2. In your opinion, what strengths and assets exist in Missoula's food system (i.e. in what ways is the food system doing well)?
3. In your opinion, what gaps or unmet needs exist in Missoula's food system (i.e. in what ways could the food system do better)?
Question One and Question Three are distinct questions but that distinction might not have been clear to respondents so I'm not sure yet whether it makes sense to analyze both questions or just one of the two.
We received 389 responses in 2021 but are working to implement random sampling for our next wave and anticipate a larger, valid sample moving forward. Working with this smaller sample will thus be good practice for me but it's important to note that, given the sampling method (a mix between convenience and snowball sampling), I will ultimately not be drawing any inferences about the Missoula community as a whole from it.

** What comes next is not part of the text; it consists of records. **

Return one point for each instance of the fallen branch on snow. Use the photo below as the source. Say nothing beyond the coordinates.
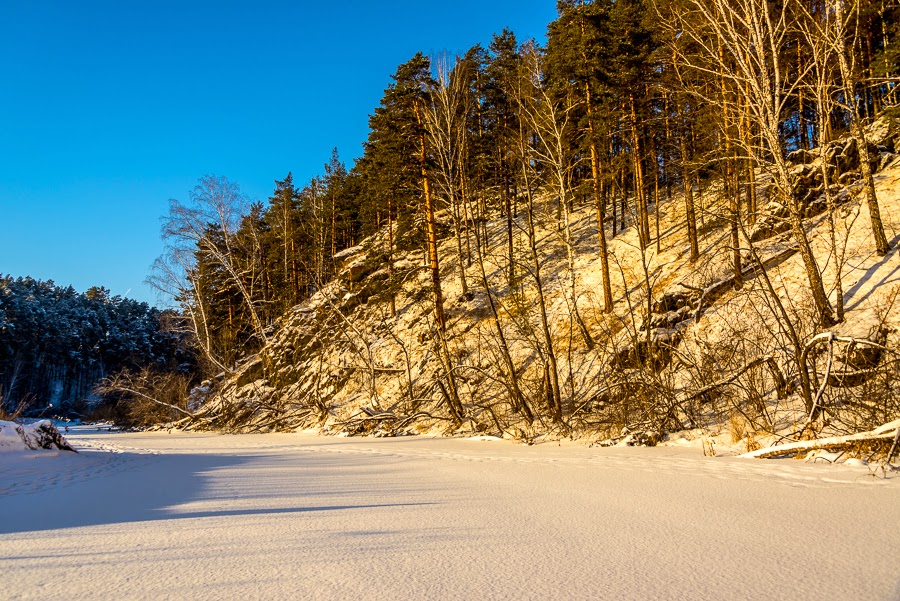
(888, 431)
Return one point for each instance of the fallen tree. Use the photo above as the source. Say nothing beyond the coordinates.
(885, 432)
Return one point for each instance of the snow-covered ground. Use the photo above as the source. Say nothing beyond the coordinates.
(290, 516)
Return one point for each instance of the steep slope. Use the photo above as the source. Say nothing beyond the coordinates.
(683, 349)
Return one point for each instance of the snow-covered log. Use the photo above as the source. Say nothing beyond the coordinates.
(886, 432)
(32, 437)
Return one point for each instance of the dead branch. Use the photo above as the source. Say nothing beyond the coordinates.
(888, 431)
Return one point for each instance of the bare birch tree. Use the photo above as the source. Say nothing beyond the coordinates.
(743, 43)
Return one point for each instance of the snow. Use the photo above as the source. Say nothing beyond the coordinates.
(35, 436)
(206, 516)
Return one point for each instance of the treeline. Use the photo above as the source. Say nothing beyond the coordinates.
(631, 102)
(56, 344)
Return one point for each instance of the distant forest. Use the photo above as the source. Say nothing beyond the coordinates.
(56, 343)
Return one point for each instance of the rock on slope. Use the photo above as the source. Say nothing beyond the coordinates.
(341, 361)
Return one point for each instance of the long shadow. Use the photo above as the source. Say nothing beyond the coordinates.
(102, 488)
(869, 274)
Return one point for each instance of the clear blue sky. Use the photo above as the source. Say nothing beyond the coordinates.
(109, 109)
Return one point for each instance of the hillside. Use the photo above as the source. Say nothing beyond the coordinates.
(715, 361)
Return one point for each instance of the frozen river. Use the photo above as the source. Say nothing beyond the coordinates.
(291, 516)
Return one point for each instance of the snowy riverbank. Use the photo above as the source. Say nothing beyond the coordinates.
(194, 516)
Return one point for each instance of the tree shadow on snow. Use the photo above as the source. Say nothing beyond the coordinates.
(106, 489)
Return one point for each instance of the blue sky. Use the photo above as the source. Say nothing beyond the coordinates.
(109, 109)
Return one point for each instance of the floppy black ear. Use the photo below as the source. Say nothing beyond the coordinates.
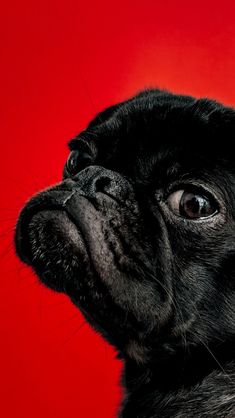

## Research Question and Analysis
While I am still researching methods of analysis I am currently leaning towards Structural Topic Modeling (STM). I am ultimately interested in understanding the prevalence and content of topics (for each of the above survey questions) by certain categories: age, household size, household income level, and geographic area, etc. STM will enable me to do this. As described by Roberts et al., it will allow me to *discover* the topics within the responses as opposed to assume them based upon my own theoretical expectations.^[Roberts, Margaret E.; Stewart, Brandon M.; Tingley, Dustin; Lucas, Christopher; Leder-Luis, Jetson; Gadarian, Shana Kushner; Albertson, Bethany; Rand, David G. (2014). Structural Topic Models for Open-Ended Survey Responses. American Journal of Political Science, 58(4), 1064–1082.doi:10.1111/ajps.12103]
*Prevalence* refers to how frequently a topic is discussed and *content* refers to the language used to discuss it.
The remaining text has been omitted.